THIS WEEK I'M LISTENING TO...ETHEL THE FROG Ethel The Frog (High Roller Records)
This little blast from the past has been knocking around for a while now – High Roller re-issued it on vinyl and CD last September – but it’s been a regular visitor to the turntable lately so worth a mention. Originally released in 1980 on EMI, Cherry Red’s British Steel imprint made a CD version of it available some seventeen years later, but it has been missing in action for some time and is an interesting and curious little album.
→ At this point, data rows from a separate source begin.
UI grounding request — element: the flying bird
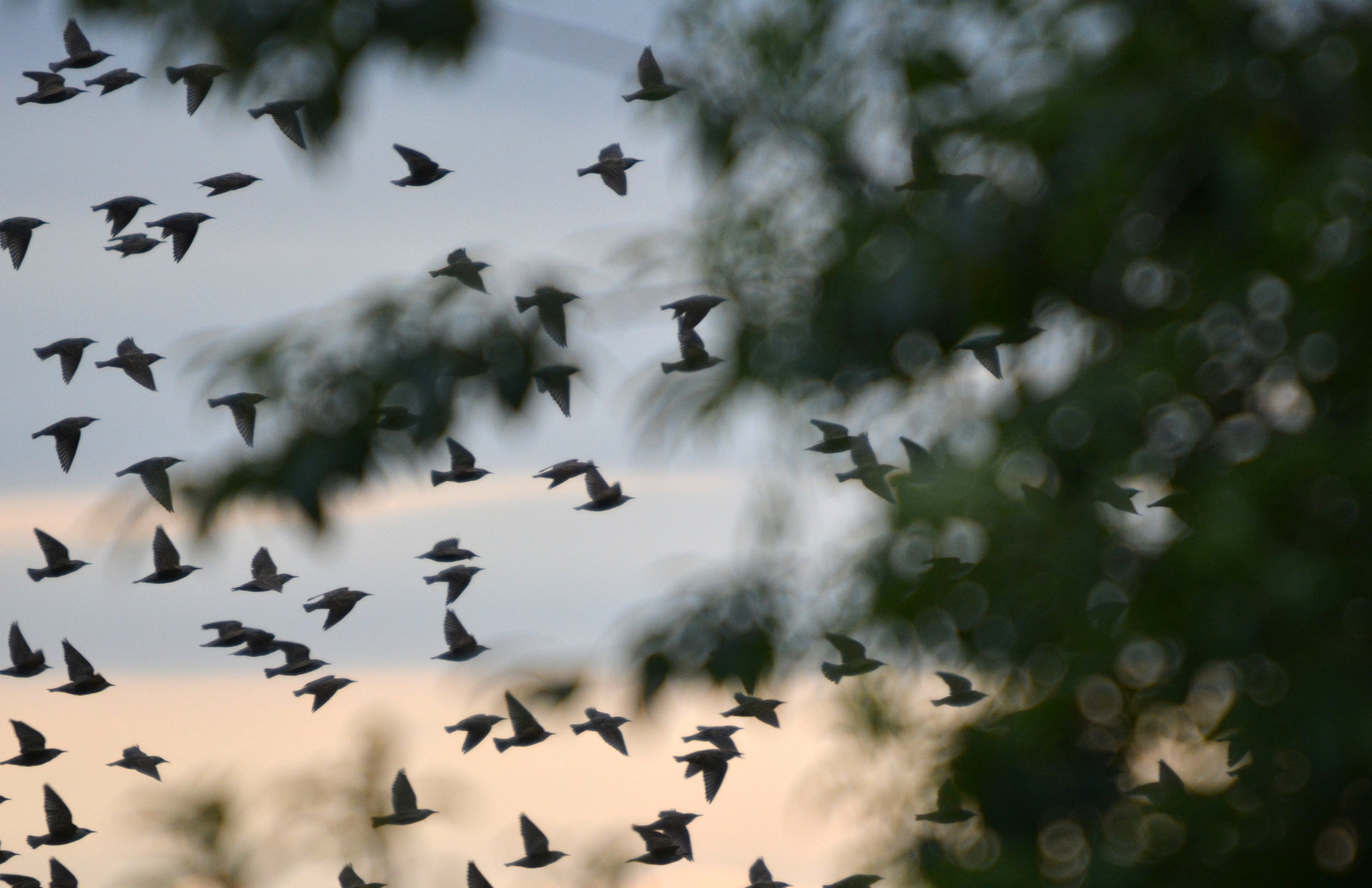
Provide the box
[515,287,581,349]
[133,525,201,583]
[291,675,355,712]
[248,99,308,148]
[577,141,642,197]
[443,715,505,753]
[372,767,438,829]
[391,144,450,185]
[29,527,89,582]
[505,814,567,870]
[209,391,267,447]
[167,62,229,114]
[115,456,185,512]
Ethel The Frog were formed in Hull in 1975 by Paul Tognola (guitar), Doug Sheppard (vocals & guitar), Terry Hopkinson (bass) and Paul Conyers (drums) – just after the four had left school at 16 – and took their name from the Monty Python spoof current affairs programme which broke the story of infamous gangsters the Piranha brothers. Unable to get a deal in the second half of the spittle-strewn Seventies, in November 1978 they released a single on their own Best Records label. Recorded (inevitably) at Fairview (well, it was local to them, as well as being the place to go) and pressed with a run of just five hundred, the 7” coupled a cover of ‘Eleanor Rigby’ with their own ‘Whatever Happened To Love’. They’d already sent EMI some material before Neal Kay tapped them up for a track for his upcoming ‘Metal For Muthas’ compilation and by the time the album had been released in February 1980 (boasting Ethel The Frog’s hugely energetic ‘Fight Back’ as the opening cut on side two) the suits at EMI had already taken some notice and listened to the material they’d been sitting on. Instead of booking studio time though EMI issued ten of the band’s original recordings (produced by Sheppard between 1975 and 1979) on one self-titled LP.
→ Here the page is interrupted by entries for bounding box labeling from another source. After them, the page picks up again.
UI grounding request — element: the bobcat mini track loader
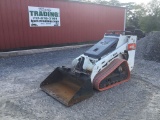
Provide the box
[40,31,137,106]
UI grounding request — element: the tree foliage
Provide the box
[77,0,160,32]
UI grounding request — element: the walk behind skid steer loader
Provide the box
[40,31,137,106]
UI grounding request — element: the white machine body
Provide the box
[72,34,137,82]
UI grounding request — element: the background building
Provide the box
[0,0,125,51]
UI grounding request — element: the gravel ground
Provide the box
[0,47,160,120]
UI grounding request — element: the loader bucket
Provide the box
[40,67,93,106]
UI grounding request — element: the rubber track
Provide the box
[93,58,131,91]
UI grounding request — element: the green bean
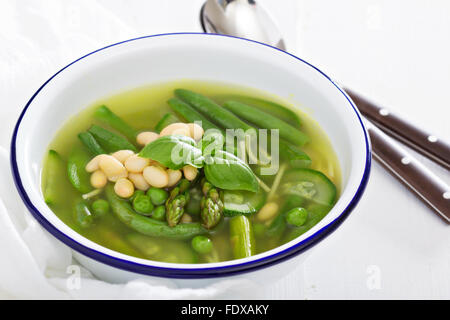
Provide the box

‘Ethel The Frog’ was preceded in February 1980 by a re-issue of ‘Eleanor Rigby’ (this time flipped by ‘Fight Back’) with the album following in May, but to all intents and purposes the band had called it a day by then; and although they did limp on until a final gig in early 1981 (after which the two Pauls formed Salem) there was little, if any, cause for EMI to spend money on promotion and it made its way to bargain bins quite quickly – mine came from Woolies for 99p. It’s an interesting album though, but without an outside ear to focus them the band seemed to throw every style they could think of at the wall to see what stuck, so some tracks are pure Seventies rock while others are certainly NWOBHM. ‘Apple Of Your Eye’, for example, is a joyous, bouncy rocker with dual Iron Maiden guitar runs before Harris’s boys had even written them. ‘Staying On My Mind’ is a boppy little boogie which could have come off any good Status Quo album, whereas ‘Jailbait’ and ‘You Need Wheels’ could have come off any bad Status Quo album. ‘Fight Back’ is about as aggressive and as NWOBHM as they got (meaning, by the way, that theirs is the only non-exclusive cut on ‘Metal For Muthas’), with ‘Don’t Do It’ cut from the same cloth. ‘Eleanor Rigby’ is ‘Eleanor Rigby’, and the album runs off with that first B-side, ‘Whatever Happened To Love’, and the lengthy elegy ‘Fire Bird’.
Great album, well worth investigating.